The work presented by Corner at the Wiesbaden Festival in 1962, when the Fluxus movement officially began, was “Piano Activities”, a performance during which an old piano that was no longer viable as an instrument was destroyed with the help of other artists and the public using hammers, saws and screwdrivers; the sounds made my the demolition became part of a new work of art, a new “manifestation of music”. After the performance, the artist re-assembled the broken parts of the piano to create a visual and sound sculpture.

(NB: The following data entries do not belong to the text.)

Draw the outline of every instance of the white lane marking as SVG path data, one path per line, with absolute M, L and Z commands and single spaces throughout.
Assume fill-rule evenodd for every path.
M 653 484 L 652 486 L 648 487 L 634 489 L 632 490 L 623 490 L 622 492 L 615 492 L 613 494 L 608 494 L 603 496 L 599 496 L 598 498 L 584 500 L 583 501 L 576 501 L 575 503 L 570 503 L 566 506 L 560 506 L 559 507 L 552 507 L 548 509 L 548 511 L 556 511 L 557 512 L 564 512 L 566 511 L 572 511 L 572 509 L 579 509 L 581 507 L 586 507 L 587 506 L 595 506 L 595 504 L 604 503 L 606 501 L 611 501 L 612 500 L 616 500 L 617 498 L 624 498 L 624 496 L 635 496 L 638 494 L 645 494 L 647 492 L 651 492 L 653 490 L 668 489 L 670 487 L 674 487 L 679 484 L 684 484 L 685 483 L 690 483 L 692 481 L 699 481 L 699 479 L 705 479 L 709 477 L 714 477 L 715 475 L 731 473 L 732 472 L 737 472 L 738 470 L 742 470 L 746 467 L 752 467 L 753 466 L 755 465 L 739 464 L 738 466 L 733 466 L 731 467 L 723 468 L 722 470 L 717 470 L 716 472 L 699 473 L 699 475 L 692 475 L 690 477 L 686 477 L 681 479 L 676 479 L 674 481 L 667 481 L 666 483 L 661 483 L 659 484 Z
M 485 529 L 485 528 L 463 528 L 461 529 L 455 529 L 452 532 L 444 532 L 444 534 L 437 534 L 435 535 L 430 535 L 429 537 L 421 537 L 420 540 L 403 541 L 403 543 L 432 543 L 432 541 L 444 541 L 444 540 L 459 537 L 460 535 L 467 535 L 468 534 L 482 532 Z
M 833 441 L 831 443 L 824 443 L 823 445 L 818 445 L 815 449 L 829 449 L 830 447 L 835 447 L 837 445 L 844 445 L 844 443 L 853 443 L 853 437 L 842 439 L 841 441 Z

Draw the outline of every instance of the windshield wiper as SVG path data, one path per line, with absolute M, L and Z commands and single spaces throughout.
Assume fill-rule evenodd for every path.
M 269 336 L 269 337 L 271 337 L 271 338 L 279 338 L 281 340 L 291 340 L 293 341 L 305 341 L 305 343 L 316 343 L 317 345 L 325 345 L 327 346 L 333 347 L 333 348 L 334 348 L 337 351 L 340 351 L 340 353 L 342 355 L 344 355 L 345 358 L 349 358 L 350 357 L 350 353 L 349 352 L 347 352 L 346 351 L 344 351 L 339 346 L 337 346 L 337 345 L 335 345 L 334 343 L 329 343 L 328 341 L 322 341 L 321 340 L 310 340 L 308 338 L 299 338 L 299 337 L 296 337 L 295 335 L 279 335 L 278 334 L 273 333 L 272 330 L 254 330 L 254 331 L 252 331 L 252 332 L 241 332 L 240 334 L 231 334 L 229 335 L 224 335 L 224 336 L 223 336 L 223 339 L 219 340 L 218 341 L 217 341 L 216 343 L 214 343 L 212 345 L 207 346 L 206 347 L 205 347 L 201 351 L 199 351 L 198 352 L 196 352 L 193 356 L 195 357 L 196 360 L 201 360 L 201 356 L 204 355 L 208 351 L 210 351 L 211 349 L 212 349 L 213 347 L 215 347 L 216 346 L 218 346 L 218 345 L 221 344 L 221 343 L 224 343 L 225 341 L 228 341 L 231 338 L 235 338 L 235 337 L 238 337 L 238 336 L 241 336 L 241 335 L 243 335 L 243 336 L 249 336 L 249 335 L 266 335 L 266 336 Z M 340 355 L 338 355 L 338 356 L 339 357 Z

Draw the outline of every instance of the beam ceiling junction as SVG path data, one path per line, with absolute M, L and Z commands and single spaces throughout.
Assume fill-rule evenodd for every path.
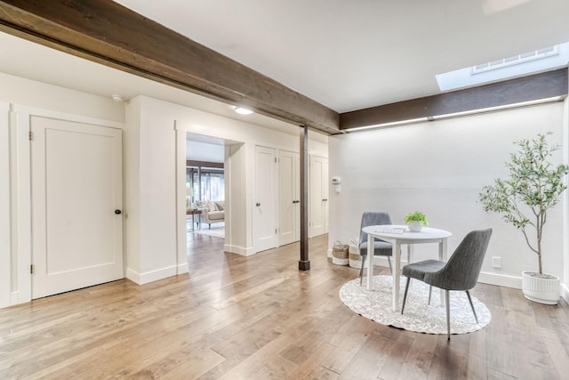
M 111 0 L 0 1 L 0 30 L 326 134 L 336 111 Z

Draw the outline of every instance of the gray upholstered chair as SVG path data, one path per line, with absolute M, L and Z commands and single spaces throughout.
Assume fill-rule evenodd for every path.
M 478 230 L 469 232 L 456 248 L 448 262 L 438 260 L 425 260 L 413 263 L 403 267 L 403 275 L 407 277 L 405 293 L 403 296 L 401 314 L 405 308 L 409 281 L 411 279 L 420 279 L 429 285 L 429 302 L 432 287 L 445 289 L 446 303 L 446 331 L 447 339 L 451 340 L 451 312 L 449 305 L 449 292 L 451 290 L 464 290 L 469 297 L 474 318 L 478 323 L 478 317 L 474 310 L 469 290 L 478 281 L 478 275 L 486 254 L 492 229 Z
M 364 233 L 362 229 L 381 224 L 391 224 L 391 217 L 389 213 L 366 211 L 362 215 L 362 226 L 359 230 L 359 254 L 362 255 L 362 267 L 359 269 L 359 285 L 362 285 L 364 265 L 365 264 L 365 257 L 367 257 L 367 234 Z M 373 255 L 387 256 L 389 263 L 389 271 L 391 271 L 391 243 L 375 238 L 373 241 Z

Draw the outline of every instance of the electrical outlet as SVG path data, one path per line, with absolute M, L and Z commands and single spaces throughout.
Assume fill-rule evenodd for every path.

In the exhibit “The Fluxus Constellation”, 2002, curated by Sandra Solimano at the Museum of Villa Croce to celebrate the 40th Anniversary of Fluxus, Philip Corner presented a re-edition of “Piano Activities”. The old vertical piano used in the performance and featured in the video that documented it was purchased by the Villa Croce Amixi Association and is now part of its permanent collection. The More Than Music exhibition takes its cue from “Piano Activities” and from two other of the artist’s works in the museum’s collection, to offer, together with other pieces from the late 1950s, an intimate journey into the work of this great artist. As a traditionally-formed composer and musician, Philip Corner’s journey was greatly influenced by two famous musicians, John Cage and Olivier Messiaen, who paved the way towards total sound and the juxtaposition of extreme elements. In the late 1950s, his scores became graphic images; a trip to Korea as a draftee introduced him to oriental calligraphy, giving him the opportunity to abandon the western-style of writing music for good. Musical symbols became pure form, giving life to independent works of art. Music is always implied in the suggestion made by the relationship between space and time, even when the drawings are not scores for a performance, creating a poetic coherence between visual works and performance art.
Many of the works on show were created thanks to the collaboration of visionary editors and collectors such as Francesco Conz, Rosanna Chiesi, Caterina Gualco and Carlo Cattelani. Since the performances are strictly connected with the visual art, the contribution made by Philip’s wife, dancer Phoebe Neville, has been, and still is, essential.